Вронский в первый раз испытывал против Анны чувство досады, почти злобы за ее умышленное непонимание своего положения. Чувство это усиливалось еще тем, что он не мог выразить ей причину своей досады. Если б он сказал ей прямо то, что он думал, то он сказал бы: "В этом наряде, с известной всем княжной появиться в театре – значило не только признать свое положение погибшей женщины, но и бросить вызов свету, то есть навсегда отречься от него".
Он не мог сказать ей это. "Но как она может не понимать этого, и что в ней делается?" – говорил он себе. Он чувствовал, как в одно и то же время уважение его к ней уменьшалось и увеличивалось сознание ее красоты.
Нахмуренный вернулся он в свой номер и, подсев к Яшвину, вытянувшему свои длинные ноги на стул и пившему коньяк с сельтерской водой, велел себе подать того же.
– Ты говоришь, Могучий Ланковского. Это лошадь хорошая, и я советую тебе купить, – сказал Яшвин, оглянув мрачное лицо товарища. – У него вислозадина, но ноги и голова – желать лучше нельзя.

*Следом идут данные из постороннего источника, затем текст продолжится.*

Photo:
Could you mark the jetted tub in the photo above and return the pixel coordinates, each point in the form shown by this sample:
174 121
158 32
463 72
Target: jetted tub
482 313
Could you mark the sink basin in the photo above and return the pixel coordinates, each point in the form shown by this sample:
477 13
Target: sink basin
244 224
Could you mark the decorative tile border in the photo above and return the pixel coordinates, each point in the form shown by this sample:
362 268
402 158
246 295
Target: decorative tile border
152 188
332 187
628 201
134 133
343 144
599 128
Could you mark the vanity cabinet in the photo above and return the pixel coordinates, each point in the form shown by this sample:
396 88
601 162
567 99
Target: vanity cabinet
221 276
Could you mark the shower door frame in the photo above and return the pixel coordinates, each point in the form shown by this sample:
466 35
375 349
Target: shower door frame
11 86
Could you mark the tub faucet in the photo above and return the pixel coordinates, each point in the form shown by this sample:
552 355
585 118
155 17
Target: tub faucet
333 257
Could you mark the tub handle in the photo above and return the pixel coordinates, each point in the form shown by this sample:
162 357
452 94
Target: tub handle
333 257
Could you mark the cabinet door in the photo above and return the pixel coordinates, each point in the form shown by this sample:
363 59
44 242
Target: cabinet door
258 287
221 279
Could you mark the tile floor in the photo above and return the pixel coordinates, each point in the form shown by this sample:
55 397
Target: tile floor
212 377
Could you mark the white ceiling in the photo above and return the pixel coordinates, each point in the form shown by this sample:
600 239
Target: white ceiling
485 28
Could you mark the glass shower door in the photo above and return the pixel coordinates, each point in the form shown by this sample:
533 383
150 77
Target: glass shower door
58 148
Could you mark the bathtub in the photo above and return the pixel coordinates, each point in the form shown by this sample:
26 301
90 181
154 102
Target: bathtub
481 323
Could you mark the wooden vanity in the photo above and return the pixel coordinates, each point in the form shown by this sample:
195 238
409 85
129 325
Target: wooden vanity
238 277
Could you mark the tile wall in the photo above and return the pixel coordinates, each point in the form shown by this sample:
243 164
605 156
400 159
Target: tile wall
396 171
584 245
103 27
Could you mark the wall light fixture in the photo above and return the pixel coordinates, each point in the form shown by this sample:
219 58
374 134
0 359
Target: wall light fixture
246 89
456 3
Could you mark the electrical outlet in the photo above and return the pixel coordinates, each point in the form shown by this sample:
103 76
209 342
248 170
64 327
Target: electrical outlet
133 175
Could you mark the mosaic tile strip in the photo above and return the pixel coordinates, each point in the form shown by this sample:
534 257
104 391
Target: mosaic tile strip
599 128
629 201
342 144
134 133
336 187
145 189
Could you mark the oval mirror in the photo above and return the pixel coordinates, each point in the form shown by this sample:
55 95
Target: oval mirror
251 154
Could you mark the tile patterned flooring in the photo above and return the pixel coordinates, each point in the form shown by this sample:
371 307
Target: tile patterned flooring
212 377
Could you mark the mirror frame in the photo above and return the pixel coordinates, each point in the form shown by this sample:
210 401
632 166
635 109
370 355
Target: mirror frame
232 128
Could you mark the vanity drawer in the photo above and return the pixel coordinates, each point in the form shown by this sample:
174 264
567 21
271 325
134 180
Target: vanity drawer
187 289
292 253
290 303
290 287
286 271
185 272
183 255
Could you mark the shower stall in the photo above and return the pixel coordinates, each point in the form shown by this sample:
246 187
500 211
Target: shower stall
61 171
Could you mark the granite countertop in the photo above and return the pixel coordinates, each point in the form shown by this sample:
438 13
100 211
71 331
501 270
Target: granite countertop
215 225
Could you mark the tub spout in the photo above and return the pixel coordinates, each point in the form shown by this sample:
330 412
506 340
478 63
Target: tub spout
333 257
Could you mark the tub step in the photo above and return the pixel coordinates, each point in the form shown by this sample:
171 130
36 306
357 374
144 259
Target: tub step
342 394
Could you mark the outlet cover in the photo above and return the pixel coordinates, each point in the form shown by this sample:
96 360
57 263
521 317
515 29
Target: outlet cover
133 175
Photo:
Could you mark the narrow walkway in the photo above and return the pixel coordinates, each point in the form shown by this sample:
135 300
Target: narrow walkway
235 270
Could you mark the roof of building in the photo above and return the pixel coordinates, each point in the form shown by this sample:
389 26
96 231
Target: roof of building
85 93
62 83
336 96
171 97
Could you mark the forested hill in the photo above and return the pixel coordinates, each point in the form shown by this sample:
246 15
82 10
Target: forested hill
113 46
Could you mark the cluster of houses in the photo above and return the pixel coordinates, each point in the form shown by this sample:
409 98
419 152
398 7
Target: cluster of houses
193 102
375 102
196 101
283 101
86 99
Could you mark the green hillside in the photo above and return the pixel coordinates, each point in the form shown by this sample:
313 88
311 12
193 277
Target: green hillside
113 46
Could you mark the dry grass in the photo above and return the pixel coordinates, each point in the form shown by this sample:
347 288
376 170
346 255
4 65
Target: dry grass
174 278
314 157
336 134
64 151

– Я думаю, что возьму, – отвечал Вронский.
Разговор о лошадях занимал его, но ни на минуту он не забывал Анны, невольно прислушивался к звукам шагов по коридору и поглядывал на часы на камине.
– Анна Аркадьевна приказали доложить, что они поехали в театр.
Яшвин, опрокинув еще рюмку коньяку в шипящую воду, выпил и встал, застегиваясь.
– Что ж? поедем, – сказал он, чуть улыбаясь под усами и показывая этою улыбкой, что понимает причину мрачности Вронского, но не придает ей значения.
– Я не поеду, – мрачно отвечал Вронский.
– А мне надо, я обещал. Ну, до свиданья. А то приезжай в кресла. Красинского кресло возьми, – прибавил Яшвин, выходя.
– Нет, мне дело есть.
"С женою забота, с не-женою еще хуже", – подумал Яшвин; выходя из гостиницы.
Вронский, оставшись один, встал со стула и принялся ходить по комнате.
"Да нынче что? Четвертый абонемент... Егор с женою там и мать, вероятно. Это значит – весь Петербург там. Теперь она вошла, сняла шубку и вышла на свет. Тушкевич, Яшвин, княжна Варвара... – представлял он себе. – Что ж я-то? Или я боюсь, или передал покровительство над ней Тушкевичу? Как ни смотри – глупо, глупо... И зачем она ставит меня в это положение?" – сказал он, махнув рукой.
Этим движением он зацепил столик, на котором стояла бутылка сельтерской воды и графин с коньяком, и чуть не столкнул его. Он хотел подхватить, уронил и с досады толкнул ногой стол и позвонил.
– Если ты хочешь служить у меня, – сказал он вошедшему камердинеру, – то помни свое дело. Чтоб этого не было. Ты должен убрать.
Камердинер, чувствуя себя ни в чем не виноватым, хотел оправдываться, но, взглянув на барина, понял по его лицу, что надо только молчать, и, поспешно извиваясь, опустился на ковер и стал разбирать целые и разбитые рюмки и бутылки.
– Это не твое дело, пошли лакея убирать и приготовь мне фрак.